To say that 2014 was the year of change for me is an understatement. It has been amazing and painful and epic.
Everything in my world shifted, from relationships to jobs and conquering physical feats considered insane by most. It was a roller coaster ride of emotional upheaval and lessons learned. It was the year to see what I was made of.

The low points

I left a good, good man. After 18 years, I loaded everything into a moving truck, without a job, little money and a future sitting on scary shifting sands, I held my breath and jumped into the unknown. We grew apart. No one is to blame. The restlessness that sits just under my surface would not let me sail into the ether. No amount of counseling can rectify something like that. It was and is heart-breaking and It is really that simple.

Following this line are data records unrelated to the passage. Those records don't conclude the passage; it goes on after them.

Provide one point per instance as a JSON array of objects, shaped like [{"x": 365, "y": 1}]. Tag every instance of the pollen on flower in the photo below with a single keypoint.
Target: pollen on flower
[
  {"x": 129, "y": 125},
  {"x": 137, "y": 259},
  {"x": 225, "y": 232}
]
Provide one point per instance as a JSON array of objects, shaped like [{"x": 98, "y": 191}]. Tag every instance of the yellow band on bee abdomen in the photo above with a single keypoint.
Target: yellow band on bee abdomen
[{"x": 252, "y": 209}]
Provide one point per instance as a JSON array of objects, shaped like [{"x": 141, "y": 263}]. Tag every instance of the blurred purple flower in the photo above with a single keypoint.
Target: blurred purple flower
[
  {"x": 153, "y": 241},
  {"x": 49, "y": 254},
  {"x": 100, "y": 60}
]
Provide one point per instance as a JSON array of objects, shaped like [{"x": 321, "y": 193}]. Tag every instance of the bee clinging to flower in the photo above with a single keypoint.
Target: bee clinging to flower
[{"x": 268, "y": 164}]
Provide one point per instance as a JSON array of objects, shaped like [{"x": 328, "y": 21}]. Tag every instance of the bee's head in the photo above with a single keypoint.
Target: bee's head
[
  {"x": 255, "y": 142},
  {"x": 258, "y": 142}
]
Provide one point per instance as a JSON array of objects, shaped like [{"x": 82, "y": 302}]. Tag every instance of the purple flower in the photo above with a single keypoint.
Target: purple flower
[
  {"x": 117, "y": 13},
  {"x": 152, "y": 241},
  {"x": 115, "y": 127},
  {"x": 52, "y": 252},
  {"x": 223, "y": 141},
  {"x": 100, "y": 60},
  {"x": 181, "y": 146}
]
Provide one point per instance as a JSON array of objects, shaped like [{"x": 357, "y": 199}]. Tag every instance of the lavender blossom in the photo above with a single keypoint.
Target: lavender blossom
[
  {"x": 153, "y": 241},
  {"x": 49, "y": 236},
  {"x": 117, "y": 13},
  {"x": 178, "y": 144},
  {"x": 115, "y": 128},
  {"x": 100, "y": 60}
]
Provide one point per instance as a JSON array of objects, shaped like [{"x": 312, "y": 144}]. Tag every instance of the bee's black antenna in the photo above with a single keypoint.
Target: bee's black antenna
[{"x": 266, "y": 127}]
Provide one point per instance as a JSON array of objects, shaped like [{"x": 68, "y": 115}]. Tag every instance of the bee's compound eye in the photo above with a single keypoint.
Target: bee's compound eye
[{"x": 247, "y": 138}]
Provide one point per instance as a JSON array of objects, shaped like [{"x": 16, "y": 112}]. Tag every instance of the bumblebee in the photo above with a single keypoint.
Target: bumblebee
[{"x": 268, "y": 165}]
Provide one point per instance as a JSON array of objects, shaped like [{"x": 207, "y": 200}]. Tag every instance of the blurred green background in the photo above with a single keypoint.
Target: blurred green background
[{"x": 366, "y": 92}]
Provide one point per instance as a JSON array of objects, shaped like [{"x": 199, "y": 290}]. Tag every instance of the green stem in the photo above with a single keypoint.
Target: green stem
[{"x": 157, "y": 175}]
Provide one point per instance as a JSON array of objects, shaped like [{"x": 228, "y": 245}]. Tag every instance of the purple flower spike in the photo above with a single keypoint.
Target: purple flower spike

I went into seclusion. It has not been easy. I have doubted myself and doubted everyone else. I went into the mode that I go into when everything is out of control. I hole up and stop answering the phone. I have been forcing myself back out there… and it is getting easier.

Highlights

Dirty Kanza 200. I finished one of the most grueling 200 mile gravel bike races in North America and I did it after being driven hard, for months at my job. I showed up that morning worn-out after a nearly 80 hour work week and wasn’t even sure if I could finish… racing it was out of the question. I decided to stay within myself and was able to complete the task I had spent so much time training for.
Logging over 5000 miles on my bikes and continuing to train for the (24) races I had set within my sights at the end of 2013. 2014 was a bucket list year, I had waited a long time for it and nothing was going to stop that train from leaving the station. Maybe I’m stubborn… ok, yeah, I AM stubborn and I had always put everything and everyone else first before this point. 2014 was going to be my year… and that is exactly what I ended up making it. From gravel grinders to mountain bike racing and crits to cyclo cross, I rode my guts out until there was nothing but fumes at the end of the season.

I voiced and took what I needed emotionally, a first for me. I went for it.

Leaving my job after 9 years. The time was up and honestly it had been for a few years. A necessary move for sure.

I learned how to sit in the room and really listen.

I learned that you are never too old to learn amazing new lessons. The most important lesson of all.